Abstract
A 69-year-old man with refractory lung adenocarcinoma was treated with gemcitabine and vinorelbine. Dyspnea and hypertension developed after the 17th cycle of chemotherapy. Laboratory findings revealed intravascular hemolysis and renal dysfunction. Thrombotic microangiopathy (TMA) was confirmed by renal biopsy. Antihypertensive and steroid therapies were ineffective. After plasmapheresis, intravascular hemolysis and renal dysfunction gradually improved. However, the disease progressed, and he died 6 months after TMA diagnosis. Autopsy revealed similar pathological findings to those of the renal biopsy.
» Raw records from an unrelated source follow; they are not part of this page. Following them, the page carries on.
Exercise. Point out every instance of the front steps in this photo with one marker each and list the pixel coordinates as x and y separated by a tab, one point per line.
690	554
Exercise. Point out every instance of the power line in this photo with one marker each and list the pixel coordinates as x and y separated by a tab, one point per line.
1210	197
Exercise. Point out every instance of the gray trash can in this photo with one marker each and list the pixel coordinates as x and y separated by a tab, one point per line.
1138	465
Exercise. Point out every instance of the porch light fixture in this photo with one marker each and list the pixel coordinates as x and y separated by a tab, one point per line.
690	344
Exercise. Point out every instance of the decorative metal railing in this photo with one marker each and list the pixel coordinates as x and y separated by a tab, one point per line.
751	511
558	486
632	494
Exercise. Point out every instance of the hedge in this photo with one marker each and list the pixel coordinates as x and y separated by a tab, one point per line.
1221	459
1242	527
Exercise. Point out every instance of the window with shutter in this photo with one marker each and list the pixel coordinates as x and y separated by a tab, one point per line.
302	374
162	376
It is important to discontinue gemcitabine at the onset of TMA and consider TMA when using gemcitabine for long periods.
Keywords: Thrombotic microangiopathy, Non-small cell lung cancer, Gemcitabine, Autopsy, Plasmapheresis
Introduction
Gemcitabine is a pyrimidine antimetabolite that acts against solid tumors and has been shown to be effective against non-small cell lung cancer (NSCLC). The major adverse side effects of gemcitabine include hematologic toxicity, peripheral edema, asthenia, and flu-like symptoms [1]. Additionally, there have been few reports of renal failure caused by thrombotic microangiopathy (TMA) [2].
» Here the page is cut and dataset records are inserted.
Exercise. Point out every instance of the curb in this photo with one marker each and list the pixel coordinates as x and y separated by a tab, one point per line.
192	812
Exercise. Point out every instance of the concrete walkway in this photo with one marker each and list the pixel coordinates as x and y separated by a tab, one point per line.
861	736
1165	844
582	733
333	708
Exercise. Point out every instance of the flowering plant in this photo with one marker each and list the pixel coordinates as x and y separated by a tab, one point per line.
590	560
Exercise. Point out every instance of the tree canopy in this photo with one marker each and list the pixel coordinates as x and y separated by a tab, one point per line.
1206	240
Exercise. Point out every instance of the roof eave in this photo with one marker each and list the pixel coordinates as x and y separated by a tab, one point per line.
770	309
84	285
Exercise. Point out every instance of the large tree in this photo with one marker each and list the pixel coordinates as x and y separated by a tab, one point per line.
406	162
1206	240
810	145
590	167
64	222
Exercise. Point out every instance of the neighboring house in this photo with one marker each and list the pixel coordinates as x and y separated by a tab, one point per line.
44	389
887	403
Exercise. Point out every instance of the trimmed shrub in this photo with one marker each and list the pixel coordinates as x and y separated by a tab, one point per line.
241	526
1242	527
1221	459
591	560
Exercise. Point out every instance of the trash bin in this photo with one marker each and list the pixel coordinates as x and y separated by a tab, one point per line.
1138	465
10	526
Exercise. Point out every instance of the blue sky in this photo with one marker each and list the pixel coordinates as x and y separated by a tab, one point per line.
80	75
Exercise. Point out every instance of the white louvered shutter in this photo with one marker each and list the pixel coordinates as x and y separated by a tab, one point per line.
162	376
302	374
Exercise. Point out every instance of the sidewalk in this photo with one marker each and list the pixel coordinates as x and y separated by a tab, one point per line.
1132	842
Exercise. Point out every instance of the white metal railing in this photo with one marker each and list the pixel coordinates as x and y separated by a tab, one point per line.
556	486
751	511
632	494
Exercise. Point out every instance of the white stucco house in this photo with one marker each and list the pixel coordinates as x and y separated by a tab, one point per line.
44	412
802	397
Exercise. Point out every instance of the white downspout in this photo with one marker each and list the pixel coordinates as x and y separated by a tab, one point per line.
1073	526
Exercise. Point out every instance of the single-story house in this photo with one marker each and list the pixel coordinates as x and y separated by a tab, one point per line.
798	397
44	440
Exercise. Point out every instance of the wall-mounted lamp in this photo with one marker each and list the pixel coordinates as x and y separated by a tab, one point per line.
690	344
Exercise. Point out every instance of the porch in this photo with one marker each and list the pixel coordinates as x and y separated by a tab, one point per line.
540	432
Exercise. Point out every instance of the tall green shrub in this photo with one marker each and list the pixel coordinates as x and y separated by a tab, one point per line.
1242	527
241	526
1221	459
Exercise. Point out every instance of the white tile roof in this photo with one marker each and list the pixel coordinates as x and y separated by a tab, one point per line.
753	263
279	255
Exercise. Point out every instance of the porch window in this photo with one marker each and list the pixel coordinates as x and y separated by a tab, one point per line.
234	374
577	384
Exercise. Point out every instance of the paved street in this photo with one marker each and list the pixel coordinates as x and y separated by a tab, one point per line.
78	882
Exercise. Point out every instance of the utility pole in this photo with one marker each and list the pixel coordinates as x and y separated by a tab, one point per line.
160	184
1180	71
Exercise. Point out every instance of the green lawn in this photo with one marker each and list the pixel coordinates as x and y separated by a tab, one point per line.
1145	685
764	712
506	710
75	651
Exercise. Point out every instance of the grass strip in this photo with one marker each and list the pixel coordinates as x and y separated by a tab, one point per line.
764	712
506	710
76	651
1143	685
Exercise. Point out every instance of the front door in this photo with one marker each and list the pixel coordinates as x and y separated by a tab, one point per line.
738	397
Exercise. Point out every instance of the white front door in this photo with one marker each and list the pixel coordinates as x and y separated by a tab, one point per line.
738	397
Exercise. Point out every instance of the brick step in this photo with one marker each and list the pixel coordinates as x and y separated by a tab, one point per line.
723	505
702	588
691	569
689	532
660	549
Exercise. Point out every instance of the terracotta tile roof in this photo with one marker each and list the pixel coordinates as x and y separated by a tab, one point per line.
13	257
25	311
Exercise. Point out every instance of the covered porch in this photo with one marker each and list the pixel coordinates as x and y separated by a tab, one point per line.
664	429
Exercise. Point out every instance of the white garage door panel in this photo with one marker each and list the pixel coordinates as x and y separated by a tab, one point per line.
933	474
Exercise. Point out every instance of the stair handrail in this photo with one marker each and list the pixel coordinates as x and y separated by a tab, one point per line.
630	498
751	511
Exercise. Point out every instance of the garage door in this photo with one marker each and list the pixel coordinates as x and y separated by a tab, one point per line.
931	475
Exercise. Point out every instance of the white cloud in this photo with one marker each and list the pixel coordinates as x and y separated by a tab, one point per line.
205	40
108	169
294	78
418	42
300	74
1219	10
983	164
TMA is a microvascular occlusive disorder characterized by the clinical presentation of thrombocytopenia, hemolytic anemia, and organ injury. TMA is classified into primary, secondary, or infection associated TMA. Secondary TMA is induced by autoimmune conditions, severe hypertension, pregnancy, malignancy, bone marrow transplantation, and drug therapy. In a previous review, drugs causing TMA included tacrolimus, cyclosporine, interferons, bevacizumab, sunitinib, gemcitabine, mitomycin, quinine, and ticlopidine [3].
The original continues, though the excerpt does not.